The Company recently obtained confirmation from the FDA Center for Veterinary Medicine that IsoPet® is classified as a device for skin cancer therapy in cats and dogs. The FDA also reviewed and approved the product labeling. FDA does not require pre-market approval for veterinary devices so no additional approval is required for treating skin cancer, which is the largest market sector. Following this demonstration phase, Vivos can begin to generate revenues through the sale of IsoPet® to University animal hospitals and private veterinary clinic consortiums.

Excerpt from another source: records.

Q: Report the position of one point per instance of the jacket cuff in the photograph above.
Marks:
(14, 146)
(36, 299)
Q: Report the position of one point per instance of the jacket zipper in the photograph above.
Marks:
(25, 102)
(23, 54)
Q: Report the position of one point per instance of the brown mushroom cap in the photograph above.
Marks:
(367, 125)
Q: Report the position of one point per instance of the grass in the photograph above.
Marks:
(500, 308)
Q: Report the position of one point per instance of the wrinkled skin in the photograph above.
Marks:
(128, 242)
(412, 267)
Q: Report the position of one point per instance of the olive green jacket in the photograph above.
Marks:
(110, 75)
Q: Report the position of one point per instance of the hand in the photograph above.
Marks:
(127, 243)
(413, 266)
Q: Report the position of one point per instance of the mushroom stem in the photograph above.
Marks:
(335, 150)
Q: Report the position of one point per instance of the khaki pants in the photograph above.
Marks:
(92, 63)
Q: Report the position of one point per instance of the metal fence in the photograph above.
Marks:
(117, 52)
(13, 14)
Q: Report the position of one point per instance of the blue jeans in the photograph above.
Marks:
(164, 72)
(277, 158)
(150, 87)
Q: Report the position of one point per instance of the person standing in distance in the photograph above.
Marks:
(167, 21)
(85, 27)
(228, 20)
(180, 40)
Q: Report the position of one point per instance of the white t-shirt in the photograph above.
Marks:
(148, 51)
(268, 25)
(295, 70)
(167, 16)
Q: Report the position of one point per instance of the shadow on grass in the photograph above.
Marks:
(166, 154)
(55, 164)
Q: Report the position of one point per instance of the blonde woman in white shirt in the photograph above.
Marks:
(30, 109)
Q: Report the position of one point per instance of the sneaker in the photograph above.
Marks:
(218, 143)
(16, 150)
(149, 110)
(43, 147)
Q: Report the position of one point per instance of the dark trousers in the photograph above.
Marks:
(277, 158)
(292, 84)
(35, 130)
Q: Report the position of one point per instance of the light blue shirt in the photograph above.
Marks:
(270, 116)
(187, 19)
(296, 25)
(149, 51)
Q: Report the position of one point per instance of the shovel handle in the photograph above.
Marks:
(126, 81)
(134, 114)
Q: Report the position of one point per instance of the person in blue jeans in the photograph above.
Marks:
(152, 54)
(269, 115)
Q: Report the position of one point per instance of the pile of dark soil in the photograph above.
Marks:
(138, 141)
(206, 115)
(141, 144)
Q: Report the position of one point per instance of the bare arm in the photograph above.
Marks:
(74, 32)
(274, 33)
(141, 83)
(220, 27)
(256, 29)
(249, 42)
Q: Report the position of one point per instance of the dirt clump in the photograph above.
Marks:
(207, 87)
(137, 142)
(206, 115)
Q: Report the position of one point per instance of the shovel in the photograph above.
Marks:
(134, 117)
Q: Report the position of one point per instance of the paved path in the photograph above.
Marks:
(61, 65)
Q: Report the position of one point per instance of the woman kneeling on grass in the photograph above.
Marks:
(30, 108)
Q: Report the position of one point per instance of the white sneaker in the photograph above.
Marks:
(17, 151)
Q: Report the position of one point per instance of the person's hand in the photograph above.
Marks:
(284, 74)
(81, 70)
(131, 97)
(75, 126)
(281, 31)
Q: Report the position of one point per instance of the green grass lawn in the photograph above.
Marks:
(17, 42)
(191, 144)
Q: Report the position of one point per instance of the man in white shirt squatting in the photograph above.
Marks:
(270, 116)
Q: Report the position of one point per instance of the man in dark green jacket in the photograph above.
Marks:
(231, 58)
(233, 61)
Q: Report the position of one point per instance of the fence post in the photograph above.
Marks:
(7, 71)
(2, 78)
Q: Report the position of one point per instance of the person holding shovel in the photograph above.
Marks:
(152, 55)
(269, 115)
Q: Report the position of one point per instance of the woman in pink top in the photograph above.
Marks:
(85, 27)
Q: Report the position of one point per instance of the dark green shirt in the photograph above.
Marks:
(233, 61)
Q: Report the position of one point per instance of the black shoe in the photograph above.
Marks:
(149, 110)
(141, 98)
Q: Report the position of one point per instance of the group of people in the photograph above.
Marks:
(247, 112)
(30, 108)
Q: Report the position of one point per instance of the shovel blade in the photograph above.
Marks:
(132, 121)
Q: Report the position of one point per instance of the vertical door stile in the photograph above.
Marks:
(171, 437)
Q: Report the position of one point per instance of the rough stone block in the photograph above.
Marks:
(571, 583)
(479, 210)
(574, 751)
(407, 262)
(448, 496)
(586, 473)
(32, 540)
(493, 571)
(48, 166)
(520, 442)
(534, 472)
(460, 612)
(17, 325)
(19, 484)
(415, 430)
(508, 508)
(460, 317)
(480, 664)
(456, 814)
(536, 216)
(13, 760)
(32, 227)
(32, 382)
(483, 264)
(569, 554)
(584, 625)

The Company is also engaging the FDA for clearance to market RadioGel™ for the treatment of advanced basal and squamous cell skin cancers in humans.
Safe Harbor Statement
This release contains forward-looking statements within the meaning of the Private Securities Litigation Reform Act of 1995. You can identify these statements by the use of the words “may,” “will,” “should,” “plans,” “expects,” “anticipates,” “continue,” “estimates,” “projects,” “intends,” and similar expressions. Forward-looking statements involve risks and uncertainties that could cause results to differ materially from those projected or anticipated. These risks and uncertainties include, but are not limited to, the Company’s ability to successfully execute its expanded business strategy, including by entering into definitive agreements with suppliers, commercial partners and customers; general economic and business conditions, effects of continued geopolitical unrest and regional conflicts, competition, changes in technology and methods of marketing, delays in completing various engineering and manufacturing programs, changes in customer order patterns, changes in product mix, continued success in technical advances and delivering technological innovations, shortages in components, production delays due to performance quality issues with outsourced components, regulatory requirements and the ability to meet them, government agency rules and changes, and various other factors beyond the Company’s control.